Below is the evaluation of all presented algorithms for a selection of N values which already satisfy "dealiasing" rules. As before, values are the average number of cycles per element; the lower — the better. Vec256Buf, the most sophisticated transposer, outperforms Naive by a factor of more than x25 for large N. It may be more reasonable to compare it with the Blocks transposer, since the latter is not much more complicated than the Naive transposer and yet it doesn’t rely on architecture-dependent instructions. In this case performance differs by approximately x4 — still a significant gap.

N	Naive	Reverse	Blocks	BlocksPrf	Vec32	Vec64	Vec256	Vec256Buf
320	2.33	2.28	1.49	1.36	0.85	0.76	0.44	0.37
576	3.24	2.48	1.49	1.35	0.84	0.74	0.43	0.36
704	4.09	2.70	1.48	1.36	0.85	0.74	0.42	0.35
1088	4.00	2.78	1.50	1.36	0.84	0.74	0.43	0.35
1472	4.01	2.80	1.50	1.36	0.85	0.74	0.45	0.35
2112	3.90	2.61	1.46	1.35	0.85	0.74	0.49	0.35
2880	4.11	2.95	1.52	1.36	0.86	0.75	0.54	0.37
4160	5.62	4.05	1.42	1.35	0.88	0.81	0.63	0.39
5824	6.68	5.08	1.59	1.37	0.88	0.79	0.64	0.39
8256	6.51	5.16	1.61	1.37	0.87	0.81	0.64	0.39
11584	6.75	5.28	1.61	1.37	0.87	0.79	0.65	0.39
16448	6.60	5.36	1.52	1.36	0.87	0.81	0.65	0.40
23232	6.62	5.27	1.62	1.38	0.89	0.79	0.67	0.40
30784	6.73	5.83	1.52	1.38	0.89	0.80	0.67	0.40
46400	6.95	6.01	1.64	1.41	0.89	0.80	0.68	0.40
65600	8.14	10.89	1.38	1.35	0.93	0.97	0.69	0.43
77888	9.23	10.67	1.66	1.41	0.90	0.84	0.69	0.42
92736	10.80	12.32	1.66	1.42	0.90	0.82	0.69	0.42
111808	12.40	13.74	1.65	1.43	0.91	0.83	0.69	0.42

It should be obvious that Vec256Buf is not the ultimate solution. There is plenty of room for further improvement by using newer instruction extensions. For example, replacing AVX2 32-byte shuffling and blending instructions with their respective 64-byte counterparts from AVX-512 allows to transpose 64x64 submatrix with a single invocation of block algorithm that is constructed of log₂(64)=6 levels. Entirely different way around is to use scatter/gather instructions provided by AVX-512. They can load and store elements of SIMD registers from noncontiguous addresses. Similarly, AVX-512 provides prefetch instructions with the same capability. Third direction may be the application of AMX extension. It specifically targets matrix operations and in particular is capable of loading and storing submatrices into tile registers using strided memory access.

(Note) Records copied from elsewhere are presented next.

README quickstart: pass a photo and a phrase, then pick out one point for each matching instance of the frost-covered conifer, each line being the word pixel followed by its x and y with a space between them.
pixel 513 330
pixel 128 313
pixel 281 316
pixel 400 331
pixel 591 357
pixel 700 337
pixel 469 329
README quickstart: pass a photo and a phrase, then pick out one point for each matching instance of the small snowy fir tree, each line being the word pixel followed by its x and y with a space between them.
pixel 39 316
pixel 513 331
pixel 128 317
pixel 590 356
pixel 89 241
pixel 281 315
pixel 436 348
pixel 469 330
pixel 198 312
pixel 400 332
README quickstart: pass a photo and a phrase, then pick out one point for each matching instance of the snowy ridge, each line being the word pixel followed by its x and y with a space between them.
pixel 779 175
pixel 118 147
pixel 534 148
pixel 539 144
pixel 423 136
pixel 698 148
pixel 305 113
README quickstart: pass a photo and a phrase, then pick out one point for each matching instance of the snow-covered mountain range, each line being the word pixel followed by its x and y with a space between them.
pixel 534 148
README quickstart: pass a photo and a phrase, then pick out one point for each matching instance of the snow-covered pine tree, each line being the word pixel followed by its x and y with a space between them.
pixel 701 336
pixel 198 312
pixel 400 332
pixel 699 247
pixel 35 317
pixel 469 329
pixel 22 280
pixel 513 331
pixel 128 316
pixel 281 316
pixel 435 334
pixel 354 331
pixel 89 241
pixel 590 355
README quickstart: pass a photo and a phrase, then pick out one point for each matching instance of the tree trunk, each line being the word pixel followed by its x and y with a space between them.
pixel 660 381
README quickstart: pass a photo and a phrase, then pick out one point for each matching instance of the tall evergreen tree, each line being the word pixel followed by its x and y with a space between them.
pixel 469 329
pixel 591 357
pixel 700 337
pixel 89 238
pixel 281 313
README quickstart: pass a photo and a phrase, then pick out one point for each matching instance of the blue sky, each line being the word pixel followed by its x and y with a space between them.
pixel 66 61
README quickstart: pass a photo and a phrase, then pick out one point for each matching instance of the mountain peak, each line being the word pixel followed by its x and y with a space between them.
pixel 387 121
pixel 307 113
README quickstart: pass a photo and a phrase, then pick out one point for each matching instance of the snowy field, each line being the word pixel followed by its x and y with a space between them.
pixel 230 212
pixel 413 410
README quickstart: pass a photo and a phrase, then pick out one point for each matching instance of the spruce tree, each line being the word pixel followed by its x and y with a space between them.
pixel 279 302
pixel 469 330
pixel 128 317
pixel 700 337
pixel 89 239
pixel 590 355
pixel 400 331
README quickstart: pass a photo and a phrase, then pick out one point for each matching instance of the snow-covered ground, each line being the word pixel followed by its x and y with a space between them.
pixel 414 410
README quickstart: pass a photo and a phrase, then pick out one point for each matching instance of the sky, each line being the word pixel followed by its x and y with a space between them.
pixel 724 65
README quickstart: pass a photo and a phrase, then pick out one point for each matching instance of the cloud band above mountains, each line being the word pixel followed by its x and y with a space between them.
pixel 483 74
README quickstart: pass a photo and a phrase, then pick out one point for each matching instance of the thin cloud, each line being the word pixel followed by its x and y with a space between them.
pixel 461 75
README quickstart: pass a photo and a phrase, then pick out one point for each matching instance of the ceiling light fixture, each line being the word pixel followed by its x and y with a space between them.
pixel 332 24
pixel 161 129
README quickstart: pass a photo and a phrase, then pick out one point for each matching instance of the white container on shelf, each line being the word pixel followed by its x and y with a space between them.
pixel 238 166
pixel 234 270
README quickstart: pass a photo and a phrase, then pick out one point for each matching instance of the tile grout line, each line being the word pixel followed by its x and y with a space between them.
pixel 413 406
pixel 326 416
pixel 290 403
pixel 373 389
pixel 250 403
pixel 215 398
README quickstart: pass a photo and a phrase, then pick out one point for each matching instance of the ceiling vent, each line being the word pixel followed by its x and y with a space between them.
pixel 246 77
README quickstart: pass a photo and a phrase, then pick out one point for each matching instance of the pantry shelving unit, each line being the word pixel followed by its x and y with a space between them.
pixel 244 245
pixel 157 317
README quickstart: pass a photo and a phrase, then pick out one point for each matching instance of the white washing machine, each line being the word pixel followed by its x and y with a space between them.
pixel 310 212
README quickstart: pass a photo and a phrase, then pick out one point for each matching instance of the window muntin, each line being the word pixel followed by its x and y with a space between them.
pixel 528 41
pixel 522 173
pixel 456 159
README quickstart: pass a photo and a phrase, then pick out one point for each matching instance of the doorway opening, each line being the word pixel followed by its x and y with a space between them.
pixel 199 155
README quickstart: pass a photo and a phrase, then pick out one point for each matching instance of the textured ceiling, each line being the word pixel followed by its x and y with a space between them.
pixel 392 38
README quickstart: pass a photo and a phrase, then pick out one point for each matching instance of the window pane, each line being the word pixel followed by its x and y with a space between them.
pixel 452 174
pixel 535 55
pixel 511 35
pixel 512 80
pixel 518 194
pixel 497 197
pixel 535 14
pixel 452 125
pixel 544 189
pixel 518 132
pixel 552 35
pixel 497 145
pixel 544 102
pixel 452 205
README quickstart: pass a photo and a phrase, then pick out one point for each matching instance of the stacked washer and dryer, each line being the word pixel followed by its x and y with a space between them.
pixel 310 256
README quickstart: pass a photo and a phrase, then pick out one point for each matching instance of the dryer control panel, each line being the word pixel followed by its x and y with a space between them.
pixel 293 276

But the key point is that matrix transpose serves as a prime example of the problem which appears trivial but nevertheless requires tremendous effort to be solved efficiently for CPU. Root causes of this unpleasant surprise can be traced to high memory latency and limited parallelization capabilities of CPUs. Neither of these issues is going to be alleviated in the future. With each newer semiconductor process we can see increase in number of cores and memory sizes, but memory latency is limited by physical phenomena and cannot be reduced any further. Increasing CPU parallelism is possible but wastes precious chip area. Since CPU is tailored to run predominantly serial programs, this extra area would be rarely used, making it an expensive feature. Finally, optimizing compilers are also not a silver bullet. They work well when they recognize one of the standard problems they were trained for and fail otherwise. In general, GPU and other specialized accelerators are much more suitable for matrix-heavy problems. However, more often than not it is required to run code for such problems only occasionally. In such scenarios it is more cost-effective to run thoroughly optimized CPU version of the code, thus justifying all the sophistication explained in this article.